Electronic Thesis and Dissertation Repository


Doctor of Philosophy


Applied Mathematics


Dr. Xingfu ZOu


The aim of this thesis is to understand the spread, persistence and prevention mechanisms of infectious diseases by mathematical models. Microorganisms that rapidly evolve pose a constant threat to public health. Proper understanding of the transmission machinery of these existing and new pathogens may facilitate devising prevention tools. Prevention tools against transmissions, including vaccines and drugs, are evolving at a similar pace. Efficient implementation of these new tools is a fundamental issue of public health. We primarily focus on this issue and explore some theoretical frameworks.

Pre-exposure prophylaxis (PrEP) is considered one of the promising interventions against HIV infection as experiments on various groups and sites have reported its significant effectiveness. This study evaluates the effectiveness of Tenofovir gel, one of the widely used PrEPs for women, through a mathematical model. Our model has excellent agreement with the experimental data on the use of Tenofovir gel as a PrEP in South African women. Using our model, we estimate both male-to-female and female-to-male transmission rates with and without Tenofovir gel protection. Through these estimates, we demonstrate that the use of Tenofovir gel as a PrEP can significantly reduce the reproduction numbers, new infections, and HIV prevalence in South Africa. Our results further show that the effectiveness of Tenofovir gel largely depends on the level of adherence to the gel and the proportion of women under gel coverage. Even though Tenofovir gel alone may not be able to eradicate the disease, as indicated by our estimates of the reproduction numbers, together with other interventions, such as condom use, it can serve as a strong weapon to fight against HIV epidemics.

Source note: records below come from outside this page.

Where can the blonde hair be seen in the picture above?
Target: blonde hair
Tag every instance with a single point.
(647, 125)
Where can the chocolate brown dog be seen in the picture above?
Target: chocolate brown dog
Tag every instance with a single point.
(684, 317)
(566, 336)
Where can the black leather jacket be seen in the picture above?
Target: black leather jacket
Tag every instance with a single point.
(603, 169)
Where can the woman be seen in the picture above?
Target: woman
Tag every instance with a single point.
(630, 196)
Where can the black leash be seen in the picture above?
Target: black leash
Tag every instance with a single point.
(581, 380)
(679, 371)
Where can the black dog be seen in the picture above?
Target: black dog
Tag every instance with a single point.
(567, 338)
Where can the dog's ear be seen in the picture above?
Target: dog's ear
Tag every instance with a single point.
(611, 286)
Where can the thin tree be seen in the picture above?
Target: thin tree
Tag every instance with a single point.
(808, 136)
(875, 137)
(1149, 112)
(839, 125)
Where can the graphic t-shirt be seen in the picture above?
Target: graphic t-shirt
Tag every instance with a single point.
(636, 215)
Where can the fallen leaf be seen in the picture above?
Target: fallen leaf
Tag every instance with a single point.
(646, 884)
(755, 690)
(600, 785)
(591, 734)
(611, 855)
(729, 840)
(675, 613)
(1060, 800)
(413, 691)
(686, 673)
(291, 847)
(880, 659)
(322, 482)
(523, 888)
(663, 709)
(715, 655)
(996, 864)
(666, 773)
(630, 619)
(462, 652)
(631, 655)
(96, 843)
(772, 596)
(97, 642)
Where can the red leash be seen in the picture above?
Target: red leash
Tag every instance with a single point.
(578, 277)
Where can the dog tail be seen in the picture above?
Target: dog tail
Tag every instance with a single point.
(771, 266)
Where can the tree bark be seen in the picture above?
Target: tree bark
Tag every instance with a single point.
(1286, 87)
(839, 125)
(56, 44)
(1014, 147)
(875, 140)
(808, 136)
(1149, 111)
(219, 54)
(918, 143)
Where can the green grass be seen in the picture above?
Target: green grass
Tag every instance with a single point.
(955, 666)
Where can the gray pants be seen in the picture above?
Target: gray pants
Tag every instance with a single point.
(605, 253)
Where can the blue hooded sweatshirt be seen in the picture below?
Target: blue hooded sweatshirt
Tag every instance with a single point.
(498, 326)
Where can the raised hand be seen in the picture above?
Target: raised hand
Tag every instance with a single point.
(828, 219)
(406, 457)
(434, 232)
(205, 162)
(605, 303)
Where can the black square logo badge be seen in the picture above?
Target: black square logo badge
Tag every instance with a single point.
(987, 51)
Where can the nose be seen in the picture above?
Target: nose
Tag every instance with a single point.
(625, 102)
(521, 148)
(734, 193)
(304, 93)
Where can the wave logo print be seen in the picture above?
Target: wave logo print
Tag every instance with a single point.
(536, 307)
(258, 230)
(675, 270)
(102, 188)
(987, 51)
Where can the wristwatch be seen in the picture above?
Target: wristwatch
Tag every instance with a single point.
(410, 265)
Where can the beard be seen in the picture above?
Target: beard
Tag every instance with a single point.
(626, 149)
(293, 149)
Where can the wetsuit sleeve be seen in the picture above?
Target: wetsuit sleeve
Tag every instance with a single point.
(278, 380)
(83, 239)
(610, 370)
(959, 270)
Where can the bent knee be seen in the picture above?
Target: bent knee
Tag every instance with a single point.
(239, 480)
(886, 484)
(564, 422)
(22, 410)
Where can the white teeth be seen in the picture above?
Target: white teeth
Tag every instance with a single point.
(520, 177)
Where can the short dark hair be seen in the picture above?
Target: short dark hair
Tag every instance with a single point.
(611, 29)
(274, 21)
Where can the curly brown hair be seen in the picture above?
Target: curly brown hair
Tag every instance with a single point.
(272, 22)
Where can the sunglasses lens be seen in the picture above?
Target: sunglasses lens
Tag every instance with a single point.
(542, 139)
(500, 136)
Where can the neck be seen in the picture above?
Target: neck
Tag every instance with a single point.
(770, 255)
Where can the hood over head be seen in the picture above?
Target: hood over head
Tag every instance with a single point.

Another promising drug-oriented intervention against HIV infection is antiretroviral treatment (ART). We study some crucial aspects of this intervention on the HIV epidemic. ART has the potential to reduce mortality and disease progression among HIV infected individuals. It can reduce the viral load of the infected individual to an undetectable level and help prevent new infections. Whether the treatment should begin early or be delayed is still under debate. This study considers the impact of early versus delayed ART on the HIV epidemic and demonstrates the optimum timing of ART initiation. Our results highlight the long-term consequences of early treatment.

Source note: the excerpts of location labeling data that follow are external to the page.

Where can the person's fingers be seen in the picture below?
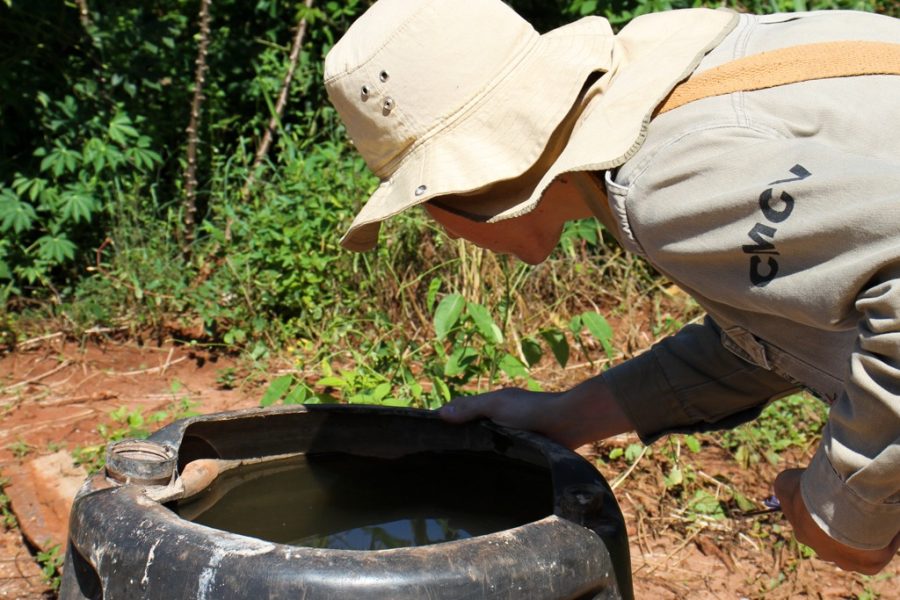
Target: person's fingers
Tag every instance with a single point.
(463, 409)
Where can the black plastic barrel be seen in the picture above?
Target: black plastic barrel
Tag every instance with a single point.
(127, 539)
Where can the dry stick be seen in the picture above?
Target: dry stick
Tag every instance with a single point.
(61, 366)
(621, 478)
(38, 340)
(275, 119)
(190, 170)
(150, 370)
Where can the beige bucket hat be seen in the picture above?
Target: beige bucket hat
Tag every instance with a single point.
(445, 97)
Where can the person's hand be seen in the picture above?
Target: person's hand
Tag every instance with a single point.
(583, 414)
(807, 531)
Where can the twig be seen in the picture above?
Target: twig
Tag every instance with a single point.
(151, 370)
(27, 382)
(190, 170)
(618, 481)
(97, 397)
(84, 16)
(275, 119)
(38, 340)
(665, 560)
(168, 359)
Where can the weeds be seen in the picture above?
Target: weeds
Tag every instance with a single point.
(7, 517)
(51, 561)
(131, 423)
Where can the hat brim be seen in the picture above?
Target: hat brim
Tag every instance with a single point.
(502, 136)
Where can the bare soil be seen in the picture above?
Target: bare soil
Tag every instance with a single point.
(54, 394)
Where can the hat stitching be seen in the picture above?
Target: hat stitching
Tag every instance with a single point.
(460, 116)
(389, 182)
(377, 51)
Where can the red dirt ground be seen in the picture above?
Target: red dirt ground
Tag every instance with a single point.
(54, 394)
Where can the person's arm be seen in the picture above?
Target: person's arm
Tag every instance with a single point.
(687, 382)
(795, 234)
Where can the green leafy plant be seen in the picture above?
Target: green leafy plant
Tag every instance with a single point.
(792, 422)
(7, 516)
(51, 561)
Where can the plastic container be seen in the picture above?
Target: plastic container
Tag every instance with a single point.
(132, 532)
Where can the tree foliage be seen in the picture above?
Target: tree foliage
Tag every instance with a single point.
(95, 98)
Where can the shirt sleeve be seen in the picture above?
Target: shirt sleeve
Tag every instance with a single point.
(689, 382)
(820, 246)
(852, 485)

Finally, we investigate the consequences of vaccine implementation strategies for infectious diseases. Vaccines are said to be the intervention with the most potential against many infectious diseases. However, their success relies on proper and strategic management and distribution. In an infectious disease, the degree of infection may vary widely among those individuals. Reports show that individuals belonging to certain groups possess considerably higher risk for infection. Integrating this phenomenon into vaccination strategies, the host is categorized into different groups to measure the outcome of the vaccination. A mathematical model is proposed and analyzed to evaluate this measure. Our results suggest that vaccinating a group with a certain priority may lead to effective elimination of the disease.